GS : Pak Paul, di dalam kehidupan kita sehari-hari ‘kan selalu ditekankan bahwa kita harus efisien, harus hemat, harus cermat dan sebagainya. Tapi kalau Pak Paul mengusulkan tema yaitu melampaui efisiensi, apa maksudnya Pak Paul?
PG : Begini, Pak Gunawan. Kita akan menyoroti bagaimana Tuhan bekerja. Seringkali kita meneropong bagaimana Tuhan bekerja lewat kacamata kita. Kacamata kita memang kacamata efisiensi. Namun saya ingin mengangkat topik ini untuk menunjukkan bahwa ternyata Tuhan tidak selalu bekerja sesuai hukum efisiensi. Ternyata kadangkala ada hal-hal yang lebih penting sehingga Dia mengabaikan efisiensi.
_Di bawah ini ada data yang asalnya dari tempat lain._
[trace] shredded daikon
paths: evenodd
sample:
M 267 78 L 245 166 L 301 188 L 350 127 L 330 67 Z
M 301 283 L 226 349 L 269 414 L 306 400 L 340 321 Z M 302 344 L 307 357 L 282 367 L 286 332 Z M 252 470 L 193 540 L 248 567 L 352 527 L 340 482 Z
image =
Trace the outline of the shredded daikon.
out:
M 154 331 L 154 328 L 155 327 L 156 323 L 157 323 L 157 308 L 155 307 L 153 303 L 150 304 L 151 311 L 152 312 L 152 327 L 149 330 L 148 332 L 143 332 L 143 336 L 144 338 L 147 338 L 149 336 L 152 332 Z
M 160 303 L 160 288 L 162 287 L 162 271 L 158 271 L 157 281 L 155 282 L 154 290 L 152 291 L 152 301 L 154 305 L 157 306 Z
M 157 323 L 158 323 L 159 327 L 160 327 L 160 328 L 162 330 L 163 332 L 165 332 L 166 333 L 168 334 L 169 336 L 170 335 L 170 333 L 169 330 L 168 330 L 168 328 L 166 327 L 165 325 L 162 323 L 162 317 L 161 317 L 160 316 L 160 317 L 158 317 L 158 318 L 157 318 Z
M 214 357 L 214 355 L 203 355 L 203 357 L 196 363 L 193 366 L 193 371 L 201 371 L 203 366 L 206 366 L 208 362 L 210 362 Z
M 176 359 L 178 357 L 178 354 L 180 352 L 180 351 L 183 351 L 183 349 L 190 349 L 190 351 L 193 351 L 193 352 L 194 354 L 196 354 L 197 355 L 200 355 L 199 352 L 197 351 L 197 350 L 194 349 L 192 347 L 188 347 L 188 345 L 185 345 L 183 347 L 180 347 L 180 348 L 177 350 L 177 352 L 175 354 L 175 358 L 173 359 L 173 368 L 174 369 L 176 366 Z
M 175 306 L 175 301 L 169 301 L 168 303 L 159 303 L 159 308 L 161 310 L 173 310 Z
GS : Ya! Kadang kita ini terjebak dengan pola kehidupan ini. Kalau kita berpola hidup efisien semata-mata karena memang tuntutannya seperti itu, Pak Paul. Jadi kalau kita tidak bisa berhemat, tidak cermat dalam menggunakan waktu, uang dan tenaga kita, kita juga akan kelelahan sendiri dan hasilnya tidak bisa maksimal.
PG : Betul! Kata efisien berarti melakukan atau menghasilkan sebanyak mungkin dengan tenaga dan waktu sesedikit mungkin. Biasanya kita mendasarkan perencanaan kita atas hukum efisiensi ya, tidak ada yang boleh terbuang, semuanya mesti terpakai sebaik mungkin, termasuk tenaga dan waktu. Sudah tentu ini adalah hal yang baik, Pak Gunawan. Yang harus kita terapkan dalam hidup kita. Namun kita ini hidup dengan Tuhan, tidak hanya hidup dengan diri kita dan dengan sesama kita manusia. Kita hidup dengan Tuhan sebagai anak Tuhan, maka kita juga mesti belajar fleksibel untuk bisa membiarkan Tuhan bekerja sesuai dengan waktu dan kehendak-Nya meskipun bagi kita cara kerja Tuhan itu tidak efisien. Nanti akan kita lihat juga bahwa justru lewat hal-hal yang sepertinya tidak efisien itu, disanalah Tuhan menyatakan kemuliaan-Nya.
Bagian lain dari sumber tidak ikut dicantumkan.